Which is why the game we're about to show you may confuse you. It looks an awful lot like something that could be a follow-up to Cuphead made by the same team. But it's not. It's an entirely separate project made by an entirely different development studio. And it looks enough like Studio MDHR's bullet hell platformer that folks on YouTube are starting to give the game the wrong kind of attention.
Let us introduce you to Enchanted Portals, the newest game from the team at Xixo Games Studio.
Enchanted Portals appears to have an original enough story. Two children decide to experiment with magic and get a little more than they bargained for, as they're sucked through an "enchanted portal" into a strange new world filled with frog-kissing princesses and mecha-cows. From there, though, things become decidedly more Cuphead, as the game's trailer illustrates. Enchanted Portals appears to be a part of the same bullet hell platforming genre as Studio MDHR's 2017 hit, requiring the same quick reflexes in order to survive its levels and bosses. The game's art style is also clearly inspired by Cuphead, borrowing that title's 1930s cartoon aesthetic and its whimsical animations.
And just listen to the music in the trailer! The big band sound doesn't quite fit the fantasy atmosphere found in Enchanted Portals, but it does sound like something lifted right out of Cuphead.
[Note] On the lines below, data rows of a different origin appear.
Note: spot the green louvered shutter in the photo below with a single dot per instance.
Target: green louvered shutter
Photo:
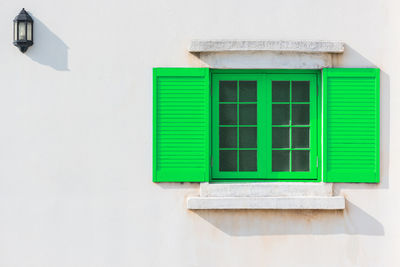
(351, 125)
(181, 125)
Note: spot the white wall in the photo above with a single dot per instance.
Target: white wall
(76, 133)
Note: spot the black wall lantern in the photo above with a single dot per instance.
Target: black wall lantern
(23, 31)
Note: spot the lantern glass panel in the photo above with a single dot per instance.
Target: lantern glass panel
(21, 31)
(15, 31)
(29, 31)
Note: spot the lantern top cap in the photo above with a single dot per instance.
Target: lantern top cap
(23, 16)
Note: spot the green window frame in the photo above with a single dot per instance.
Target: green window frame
(263, 149)
(345, 120)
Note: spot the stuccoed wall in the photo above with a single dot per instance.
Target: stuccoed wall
(76, 137)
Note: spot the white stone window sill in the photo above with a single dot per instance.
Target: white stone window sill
(266, 196)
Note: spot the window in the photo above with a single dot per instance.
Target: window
(265, 125)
For what it's worth, the developers at Xixo Games Studio aren't totally blind to the comparisons, with an artist on the game named Gemma telling Polygon, "Yes, of course Cuphead was a huge inspiration for Enchanted Portals." The question is, where do you draw the line between inspiration and straight-up copying the work of others? If you ask many of those commenting on the game's trailer on YouTube, Enchanted Portals is far more on the "ripoff" side of things.
"I Can't Believe its Not Cuphead!" joked one commenter. "This is exactly like [C]uphead. Straight up the same game," wrote another.
Even those with praise to share about the game's art and animation couldn't help but admit that, yeah, this game looks a little too much like Cuphead.
"This is a pretty competent looking bootleg," wrote one person on YouTube. "Well, you get no points for originality, but I'd say it still has as much charm as Cuphead and I appreciate the effort," wrote another user.
So where is Enchanted Portals at currently? As far as we're able to tell, the whole of the experience has not yet finished development. And in fact, the team at Xixo Games Studio actually plans to launch a Kickstarter to help fund and ultimately finish work on Enchanted Portals. That Kickstarter goes live on Oct. 24, so if you're able to see the project as something more than a plagiarized version of Cuphead, you should be able to lend your support to Enchanted Portals on that date.
This whole episode does raise an interesting question, though: why did it take so long for someone to draw inspiration from Cuphead? The game is downright gorgeous, and the way Studio MDHR managed to weave its animation into that bullet hell gameplay... it's extremely impressive. You might recall we asked the same question about The Legend of Zelda: Breath of the Wild when Genshin Impact arrived on the scene. And sure, Genshin Impact goes a little too far with its "inspiration," just as Enchanted Portals does with its Cuphead influence. But why don't we have more games attempting to do what Breath of the Wild and Cuphead did for their respective genres?
We don't want them to look like full-on copies, mind you. But how about releasing games with unique spins that try to push those formulas forward a little bit? We'll always be down to play a Zelda-like or a Cuphead-like. Those are great games! We just don't want to feel like we're playing the store brand knock-offs of the originals when we load them up. Is that too much to ask?
We'll be sure to share more with you on Enchanted Portals as the game's Kickstarter campaign progresses. In the meantime, we'll cross our fingers and hope that the game changes something, anything in order to look a little less like Cuphead.